The owners not only want changes in these basic structures, the players argue, but they are demanding those changes in "take it or leave it" terms without "appropriate tradeoffs." The players are describing something known in the labor world as "surface bargaining." They are saying that all of the meetings and all of the exchanges of proposals between August 2009 and June 30 of this year (when the contract expired and the lockout began) were sham maneuvers designed only to stall progress until a lockout was possible.
In addition to the charges of bogus bargaining, the players note that the owners "have admitted in negotiations that the lockout will cost them approximately $1.5 billion per year." In a nice bit of understatement, the players say the loss of $1.5 billion is not a "sufficient business reason" for the lockout.
The lockout itself is also a part of the players' claim that the owners' bargaining tactics are "destructive to the collective bargaining process" and violate players' rights under the laws that govern unions and bargaining.

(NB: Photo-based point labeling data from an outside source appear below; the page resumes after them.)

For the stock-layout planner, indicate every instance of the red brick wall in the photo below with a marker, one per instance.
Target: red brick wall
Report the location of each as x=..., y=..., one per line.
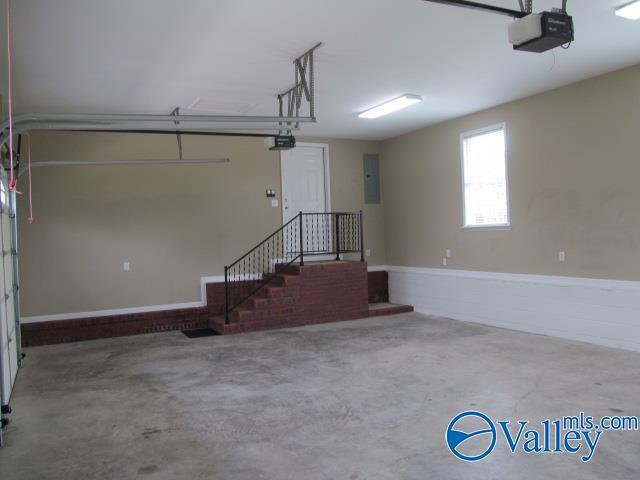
x=378, y=287
x=63, y=331
x=321, y=292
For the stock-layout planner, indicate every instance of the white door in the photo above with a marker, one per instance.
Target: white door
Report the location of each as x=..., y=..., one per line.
x=304, y=189
x=8, y=334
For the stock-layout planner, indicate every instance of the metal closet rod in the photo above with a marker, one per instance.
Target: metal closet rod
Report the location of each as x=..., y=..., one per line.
x=75, y=163
x=144, y=127
x=109, y=118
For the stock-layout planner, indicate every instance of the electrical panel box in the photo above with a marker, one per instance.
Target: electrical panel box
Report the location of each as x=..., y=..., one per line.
x=371, y=166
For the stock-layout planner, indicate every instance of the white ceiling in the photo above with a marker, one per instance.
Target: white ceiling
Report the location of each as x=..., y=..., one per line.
x=148, y=56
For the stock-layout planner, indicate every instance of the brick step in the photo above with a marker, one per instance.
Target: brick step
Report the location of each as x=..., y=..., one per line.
x=271, y=291
x=284, y=280
x=382, y=309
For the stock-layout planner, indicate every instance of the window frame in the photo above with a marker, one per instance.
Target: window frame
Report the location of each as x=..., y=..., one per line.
x=474, y=133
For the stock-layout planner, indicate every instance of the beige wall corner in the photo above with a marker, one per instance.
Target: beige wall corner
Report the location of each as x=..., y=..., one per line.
x=573, y=173
x=174, y=224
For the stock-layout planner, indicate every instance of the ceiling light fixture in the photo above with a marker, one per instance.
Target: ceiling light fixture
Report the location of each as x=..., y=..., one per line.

It's a clever double-barreled argument from the players. They lay it out this way: The bargaining before the lockout was a sham and a violation of the law, or the bargaining was lawful and the owners declared a lockout when there was no impasse. The players win either way.
The article seems to think there's a good chance it will rule in the players favour- while I'll believe it when I see it (it seems these things usually favour the owners), I do hope it's true. The owners are clearly not bargaining in good faith, they clearly want the lockout- after recent events, I don't see how you could argue otherwise- whether the board will see it that way, who knows. Hopefully we'll find out soon.